Outlier Detection with SQL Server, part 8: A T-SQL Hack for Mahalanobis Distance
By Steve Bolton
…………Longer code and substantial performance limitations were the prices we paid in return for greater sophistication with Cook’s Distance, the topic of the last article in this series of amateur self-tutorials on identifying outliers with SQL Server. The same tradeoff was even more conspicuous in this final installment – until I stumbled across a shortcut to coding Mahalanobis Distance that really saved my bacon out of the fire. The incredibly cool moniker sounds intimidating, but the concepts and code required to implement it are trivial, as long as we sidestep the usual matrix math that ordinarily makes it prohibitively expensive to run on “Big Data”-sized tables. It took quite a while for me to blunder into a suitable workaround, but it was worthwhile, since Mahalanobis Distance merits a special place in the pantheon of outlier detection methods, by virtue of the fact that it is uniquely suited to certain use cases. Like Cook’s Distance, it can be used to find outliers defined by more than one column, which automatically puts both in a league the others surveyed in this series can’t touch; their competitors are typically limited to detecting unusual two-column values in cases where neither column is at the extreme low or high end, Cook’s D and Mahalanobis Distance sometimes flag unusual intermediate values. The latter, however, can also be extended to more than two columns. Better yet, it also accounts for distortions introduced by variance into the distances between data points, by renormalizing them on a consistent scale that is in many cases equivalent to ordinary Euclidean Distance. Best of all, efficient approximations can be derived through a shortcut that renders all of the complex matrix math irrelevant; since the goal in outlier detection is mainly to serve as an alarm bell to draw attention to specific data points that might warrant human intervention, we can sacrifice a little accuracy in return for astronomical performance gains.
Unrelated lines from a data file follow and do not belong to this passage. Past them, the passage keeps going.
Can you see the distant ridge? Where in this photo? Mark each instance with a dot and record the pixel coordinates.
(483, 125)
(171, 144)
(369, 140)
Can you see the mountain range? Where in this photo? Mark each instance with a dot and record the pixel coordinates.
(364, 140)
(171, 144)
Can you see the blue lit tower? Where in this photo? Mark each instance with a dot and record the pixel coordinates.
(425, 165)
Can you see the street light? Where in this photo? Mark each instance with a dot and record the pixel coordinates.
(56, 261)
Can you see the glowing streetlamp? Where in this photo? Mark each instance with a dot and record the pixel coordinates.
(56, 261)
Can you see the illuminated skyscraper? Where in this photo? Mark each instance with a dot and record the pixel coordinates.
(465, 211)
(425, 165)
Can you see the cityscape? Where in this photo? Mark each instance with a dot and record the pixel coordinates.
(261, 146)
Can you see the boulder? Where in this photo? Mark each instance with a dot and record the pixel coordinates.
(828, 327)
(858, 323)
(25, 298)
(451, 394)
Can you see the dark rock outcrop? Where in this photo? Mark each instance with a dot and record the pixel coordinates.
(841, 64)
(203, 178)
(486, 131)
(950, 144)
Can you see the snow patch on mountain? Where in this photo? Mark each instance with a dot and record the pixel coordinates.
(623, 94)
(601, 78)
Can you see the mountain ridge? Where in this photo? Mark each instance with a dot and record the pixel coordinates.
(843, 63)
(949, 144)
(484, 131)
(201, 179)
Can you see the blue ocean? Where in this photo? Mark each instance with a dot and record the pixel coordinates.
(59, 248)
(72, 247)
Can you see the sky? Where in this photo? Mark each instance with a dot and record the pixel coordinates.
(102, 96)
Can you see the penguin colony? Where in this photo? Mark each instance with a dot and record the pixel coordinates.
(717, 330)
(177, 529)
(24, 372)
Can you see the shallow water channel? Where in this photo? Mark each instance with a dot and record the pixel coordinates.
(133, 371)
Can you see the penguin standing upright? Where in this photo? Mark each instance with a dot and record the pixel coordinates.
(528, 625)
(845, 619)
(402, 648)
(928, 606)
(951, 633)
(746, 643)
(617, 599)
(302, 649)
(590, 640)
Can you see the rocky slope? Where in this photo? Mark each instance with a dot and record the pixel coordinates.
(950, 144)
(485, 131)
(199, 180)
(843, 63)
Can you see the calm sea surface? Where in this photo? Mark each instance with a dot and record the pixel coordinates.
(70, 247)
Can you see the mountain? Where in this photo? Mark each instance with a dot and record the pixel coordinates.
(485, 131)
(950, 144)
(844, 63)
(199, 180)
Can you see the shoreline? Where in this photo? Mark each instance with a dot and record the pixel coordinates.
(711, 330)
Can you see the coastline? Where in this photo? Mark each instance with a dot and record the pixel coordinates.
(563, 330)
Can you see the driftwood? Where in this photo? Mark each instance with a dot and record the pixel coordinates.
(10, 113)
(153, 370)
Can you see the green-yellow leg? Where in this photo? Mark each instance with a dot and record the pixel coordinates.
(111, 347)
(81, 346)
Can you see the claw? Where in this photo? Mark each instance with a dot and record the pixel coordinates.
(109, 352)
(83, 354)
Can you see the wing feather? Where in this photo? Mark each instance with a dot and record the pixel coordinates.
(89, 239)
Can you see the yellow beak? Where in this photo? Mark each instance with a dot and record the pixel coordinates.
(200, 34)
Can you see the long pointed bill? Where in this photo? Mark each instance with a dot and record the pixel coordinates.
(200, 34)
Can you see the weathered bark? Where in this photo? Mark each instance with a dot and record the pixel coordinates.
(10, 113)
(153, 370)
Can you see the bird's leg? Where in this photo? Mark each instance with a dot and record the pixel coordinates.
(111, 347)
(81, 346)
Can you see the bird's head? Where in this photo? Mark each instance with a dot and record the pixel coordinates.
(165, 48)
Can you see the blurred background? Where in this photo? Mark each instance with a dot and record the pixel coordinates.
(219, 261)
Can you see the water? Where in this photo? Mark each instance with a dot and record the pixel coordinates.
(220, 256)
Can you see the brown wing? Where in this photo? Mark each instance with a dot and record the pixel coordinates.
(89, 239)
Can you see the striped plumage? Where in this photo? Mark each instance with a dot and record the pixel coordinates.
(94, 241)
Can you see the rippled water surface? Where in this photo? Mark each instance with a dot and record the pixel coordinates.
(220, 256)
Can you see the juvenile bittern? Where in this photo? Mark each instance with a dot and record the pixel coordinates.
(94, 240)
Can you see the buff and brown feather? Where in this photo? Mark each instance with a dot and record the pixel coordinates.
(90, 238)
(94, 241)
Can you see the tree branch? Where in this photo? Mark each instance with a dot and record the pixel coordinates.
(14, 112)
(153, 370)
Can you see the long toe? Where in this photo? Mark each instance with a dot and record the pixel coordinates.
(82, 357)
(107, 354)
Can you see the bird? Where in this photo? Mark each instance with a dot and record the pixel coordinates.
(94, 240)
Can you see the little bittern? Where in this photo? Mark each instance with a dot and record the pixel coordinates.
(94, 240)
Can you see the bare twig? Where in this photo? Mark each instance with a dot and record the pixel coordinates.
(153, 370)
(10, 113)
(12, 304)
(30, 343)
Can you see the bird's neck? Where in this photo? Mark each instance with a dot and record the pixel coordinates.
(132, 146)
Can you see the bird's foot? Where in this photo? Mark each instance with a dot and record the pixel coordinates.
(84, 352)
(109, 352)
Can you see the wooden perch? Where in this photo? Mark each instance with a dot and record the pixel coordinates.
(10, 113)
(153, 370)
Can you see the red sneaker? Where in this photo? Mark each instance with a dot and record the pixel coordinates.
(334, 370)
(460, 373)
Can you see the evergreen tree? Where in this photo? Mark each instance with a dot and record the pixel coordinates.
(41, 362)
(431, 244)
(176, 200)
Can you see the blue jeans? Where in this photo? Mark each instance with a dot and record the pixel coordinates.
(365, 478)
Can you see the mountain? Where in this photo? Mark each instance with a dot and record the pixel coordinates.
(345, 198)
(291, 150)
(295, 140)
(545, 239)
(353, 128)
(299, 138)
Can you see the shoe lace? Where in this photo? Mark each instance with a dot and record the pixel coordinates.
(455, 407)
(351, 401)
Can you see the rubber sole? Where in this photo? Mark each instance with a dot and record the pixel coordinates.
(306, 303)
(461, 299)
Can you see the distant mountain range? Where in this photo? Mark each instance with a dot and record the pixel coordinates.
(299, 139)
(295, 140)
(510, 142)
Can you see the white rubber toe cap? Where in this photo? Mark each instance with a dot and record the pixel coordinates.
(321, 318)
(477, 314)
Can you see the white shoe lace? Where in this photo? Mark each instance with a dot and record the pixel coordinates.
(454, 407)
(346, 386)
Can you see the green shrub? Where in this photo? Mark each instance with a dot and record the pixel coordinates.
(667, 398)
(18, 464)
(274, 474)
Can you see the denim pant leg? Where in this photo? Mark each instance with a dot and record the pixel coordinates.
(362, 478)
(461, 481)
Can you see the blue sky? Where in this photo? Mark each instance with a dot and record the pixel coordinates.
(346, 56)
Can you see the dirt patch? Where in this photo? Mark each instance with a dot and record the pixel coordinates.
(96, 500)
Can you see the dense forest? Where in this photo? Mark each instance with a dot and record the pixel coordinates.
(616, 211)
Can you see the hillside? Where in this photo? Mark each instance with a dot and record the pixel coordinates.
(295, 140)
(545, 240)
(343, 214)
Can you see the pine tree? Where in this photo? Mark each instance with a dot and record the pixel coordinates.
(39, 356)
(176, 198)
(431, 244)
…………For both the cool name and the even cooler multidimensional outlier detection capabilities, we can thank Prasanta Chandra Mahalanobis (1893-1972), who was born in Calcutta at a time when Gandhi, Mother Teresa, distant tech support call centers, Bangladesh and the other things Westerners associate today with the region were still in the far-flung future. He and his grandfather may have acted as moderating influences in Brahmo Samaj, a 19th Century offshoot of Hinduism that has since apparently died out in Bangladesh; later in life he “served as secretary to Rabindranath Tagore, particularly during the latter’s foreign travels.”[i] Some of that polymath’s brilliance must have rubbed off, because Mahalanobis responded to a dilemma he encountered while trying to compare skull sizes by inventing an entirely new measure of similarity, which can be adapted to finding outliers based on how unalike they are. It has many applications, but for our purposes it is most appropriate for finding multidimensional outliers. If you want to find out how unusual a particular value is for a particular column, any of the detection methods presented earlier in this series may suffice, if all of their particular constraints are taken into account – save for Cook’s Distance, which is a comparison between two columns. Mahalanobis Distance takes the multicolumn approach one step further and represents one of the few means available for finding out whether a particular data point is unusual when compared to several columns at same time.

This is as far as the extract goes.